Injuries and Post-Surgical Swelling

After a blow to the face or any facial surgery (including dental procedures like wisdom tooth extraction), swelling is a normal part of the healing process. For most people, post-surgical facial swelling increases for two to three days before it starts going down. Applying ice or a cold pack for 10 to 20 minutes at a time, every one to two hours during waking hours for the first three days, helps limit swelling. Always place a thin cloth between the ice and your skin to prevent cold injury.

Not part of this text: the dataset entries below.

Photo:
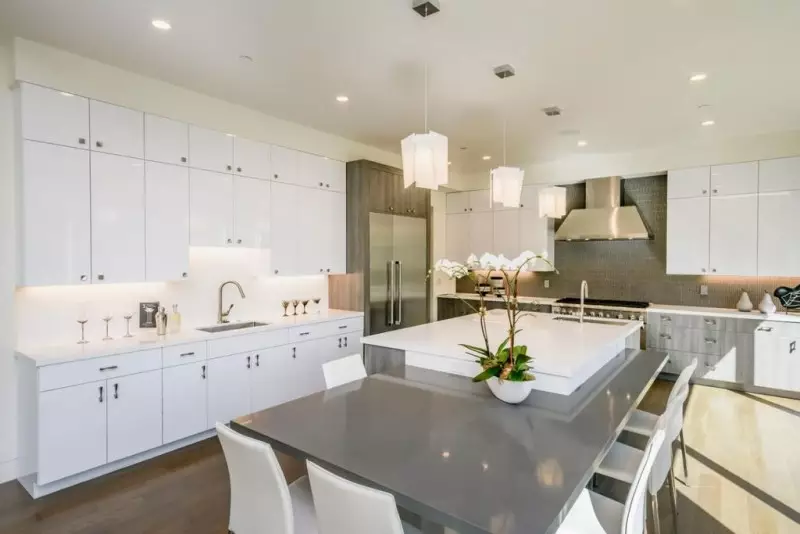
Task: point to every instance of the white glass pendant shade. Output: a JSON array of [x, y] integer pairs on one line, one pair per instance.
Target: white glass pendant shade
[[553, 202], [507, 186], [425, 160]]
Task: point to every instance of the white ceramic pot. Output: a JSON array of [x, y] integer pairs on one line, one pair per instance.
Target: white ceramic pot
[[510, 392]]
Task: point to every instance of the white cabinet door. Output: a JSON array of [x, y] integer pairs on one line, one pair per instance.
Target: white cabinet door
[[228, 388], [735, 179], [457, 202], [688, 229], [117, 219], [134, 414], [251, 158], [779, 175], [287, 217], [166, 140], [72, 431], [210, 208], [116, 130], [54, 116], [55, 219], [272, 378], [506, 239], [185, 401], [284, 165], [251, 212], [777, 255], [689, 183], [210, 150], [166, 222], [734, 235], [481, 232]]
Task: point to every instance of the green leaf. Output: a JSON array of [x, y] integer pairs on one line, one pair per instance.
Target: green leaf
[[487, 374]]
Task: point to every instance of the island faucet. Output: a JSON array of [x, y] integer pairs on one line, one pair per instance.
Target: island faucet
[[222, 316], [584, 295]]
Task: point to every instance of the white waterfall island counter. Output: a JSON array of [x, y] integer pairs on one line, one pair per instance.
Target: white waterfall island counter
[[565, 353]]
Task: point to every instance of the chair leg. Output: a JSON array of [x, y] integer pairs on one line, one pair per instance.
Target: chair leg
[[673, 500], [683, 453]]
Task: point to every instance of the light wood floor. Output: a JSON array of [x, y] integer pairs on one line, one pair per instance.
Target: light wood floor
[[744, 477]]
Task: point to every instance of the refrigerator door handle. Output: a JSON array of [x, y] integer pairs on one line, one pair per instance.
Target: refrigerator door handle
[[390, 292], [399, 283]]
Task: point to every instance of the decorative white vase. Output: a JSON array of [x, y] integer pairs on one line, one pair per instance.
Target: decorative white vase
[[767, 305], [510, 392]]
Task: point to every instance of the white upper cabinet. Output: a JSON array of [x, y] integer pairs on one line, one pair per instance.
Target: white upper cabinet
[[778, 254], [166, 140], [251, 158], [54, 215], [166, 222], [210, 208], [779, 175], [733, 235], [53, 116], [116, 130], [689, 183], [688, 228], [210, 150], [735, 179], [118, 222], [251, 212]]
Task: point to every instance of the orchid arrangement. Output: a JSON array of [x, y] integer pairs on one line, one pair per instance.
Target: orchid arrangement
[[509, 361]]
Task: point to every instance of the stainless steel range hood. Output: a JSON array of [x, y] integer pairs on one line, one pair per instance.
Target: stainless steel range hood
[[604, 217]]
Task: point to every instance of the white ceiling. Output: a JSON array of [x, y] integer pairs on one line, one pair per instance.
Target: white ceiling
[[619, 68]]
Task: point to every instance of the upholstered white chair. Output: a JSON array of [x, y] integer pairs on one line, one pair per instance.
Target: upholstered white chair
[[344, 370], [344, 507], [593, 513], [643, 423], [261, 501]]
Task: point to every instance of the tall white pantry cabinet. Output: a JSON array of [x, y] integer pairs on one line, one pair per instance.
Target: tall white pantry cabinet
[[109, 194]]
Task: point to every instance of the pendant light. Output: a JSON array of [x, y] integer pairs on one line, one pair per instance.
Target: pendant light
[[425, 155]]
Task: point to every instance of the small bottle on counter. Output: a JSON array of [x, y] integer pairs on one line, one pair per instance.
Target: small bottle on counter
[[174, 320]]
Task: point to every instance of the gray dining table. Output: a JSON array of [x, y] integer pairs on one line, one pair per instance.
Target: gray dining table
[[452, 454]]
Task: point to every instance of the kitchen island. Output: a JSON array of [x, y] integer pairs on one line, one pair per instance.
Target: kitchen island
[[566, 353]]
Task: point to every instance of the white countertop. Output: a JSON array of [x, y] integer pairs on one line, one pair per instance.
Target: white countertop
[[145, 340], [723, 312], [559, 348]]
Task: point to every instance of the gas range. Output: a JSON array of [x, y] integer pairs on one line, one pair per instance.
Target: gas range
[[612, 309]]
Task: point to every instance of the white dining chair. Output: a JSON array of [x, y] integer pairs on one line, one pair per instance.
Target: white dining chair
[[261, 501], [643, 423], [344, 370], [593, 513], [344, 507]]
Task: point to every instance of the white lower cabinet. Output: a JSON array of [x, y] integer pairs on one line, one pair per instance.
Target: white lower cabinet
[[134, 414], [71, 431], [185, 400]]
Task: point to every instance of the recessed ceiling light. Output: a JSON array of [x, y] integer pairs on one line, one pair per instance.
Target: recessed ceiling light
[[162, 24]]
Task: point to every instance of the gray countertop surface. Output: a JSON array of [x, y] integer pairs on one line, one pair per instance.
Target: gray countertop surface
[[452, 453]]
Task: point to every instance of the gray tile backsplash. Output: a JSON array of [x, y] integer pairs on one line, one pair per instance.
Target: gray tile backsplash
[[635, 270]]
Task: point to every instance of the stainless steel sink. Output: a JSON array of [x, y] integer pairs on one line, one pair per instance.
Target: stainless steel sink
[[587, 320], [227, 327]]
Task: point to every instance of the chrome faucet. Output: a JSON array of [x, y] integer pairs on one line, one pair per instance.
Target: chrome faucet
[[222, 316], [584, 294]]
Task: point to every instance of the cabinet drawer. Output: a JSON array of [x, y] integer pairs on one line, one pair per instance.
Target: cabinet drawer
[[247, 343], [84, 371], [188, 353]]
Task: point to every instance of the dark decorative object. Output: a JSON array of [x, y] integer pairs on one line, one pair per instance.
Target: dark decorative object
[[790, 298]]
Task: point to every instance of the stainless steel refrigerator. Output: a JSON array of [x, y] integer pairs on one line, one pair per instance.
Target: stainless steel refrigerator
[[398, 248]]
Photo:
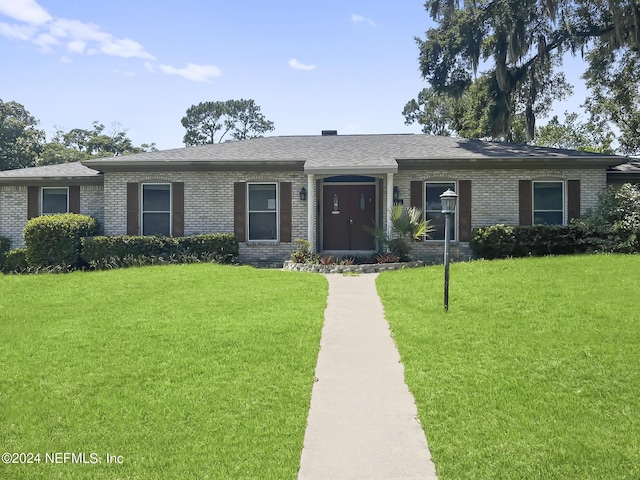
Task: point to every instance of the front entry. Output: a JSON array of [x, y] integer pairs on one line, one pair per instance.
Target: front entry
[[347, 210]]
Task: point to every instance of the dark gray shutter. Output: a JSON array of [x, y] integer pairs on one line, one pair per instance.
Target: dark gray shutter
[[524, 203], [573, 199], [285, 211], [417, 195], [133, 212], [74, 199], [464, 210], [239, 210], [33, 198], [177, 209]]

Hormonal and Long-Term Causes

A gradually rounder face that develops over weeks or months, sometimes called “moon face,” can be a sign of Cushing’s syndrome. This condition occurs when the body produces too much cortisol over a long period. It can happen naturally (from an adrenal or pituitary issue) or as a side effect of long-term corticosteroid use. The facial roundness in Cushing’s looks different from simple weight gain: the face becomes distinctly full and rounded while other parts of the body may change differently. People with depression, anxiety, heavy alcohol use, or poorly controlled diabetes can sometimes develop similar-looking facial fullness without true Cushing’s syndrome, a pattern sometimes called pseudo-Cushing’s.

How to Tell What’s Causing Your Swelling

A few questions can help narrow things down:

  • How fast did it come on? Minutes to hours suggests an allergic reaction or angioedema. A day or two points toward infection. Weeks to months suggests a hormonal or systemic issue.
  • Is it on one side or both? One-sided swelling is more typical of infections, dental problems, or salivary gland stones. Allergic reactions and fluid retention tend to be symmetric.
  • Does it come and go with meals? That pattern is characteristic of a blocked salivary gland.
  • Is there pain? Throbbing pain near a tooth points to an abscess. Warm, tender, spreading redness suggests cellulitis. Painless swelling is more common with allergic reactions, fluid retention, or hormonal causes.
  • Did you start a new medication recently? Drug reactions can cause facial swelling days, weeks, or even months after starting a medication.

Facial swelling that involves difficulty breathing, swallowing, or throat tightness needs emergency care regardless of the suspected cause. Swelling that’s rapidly worsening, accompanied by fever, or not improving after a couple of days also warrants a medical visit rather than watchful waiting.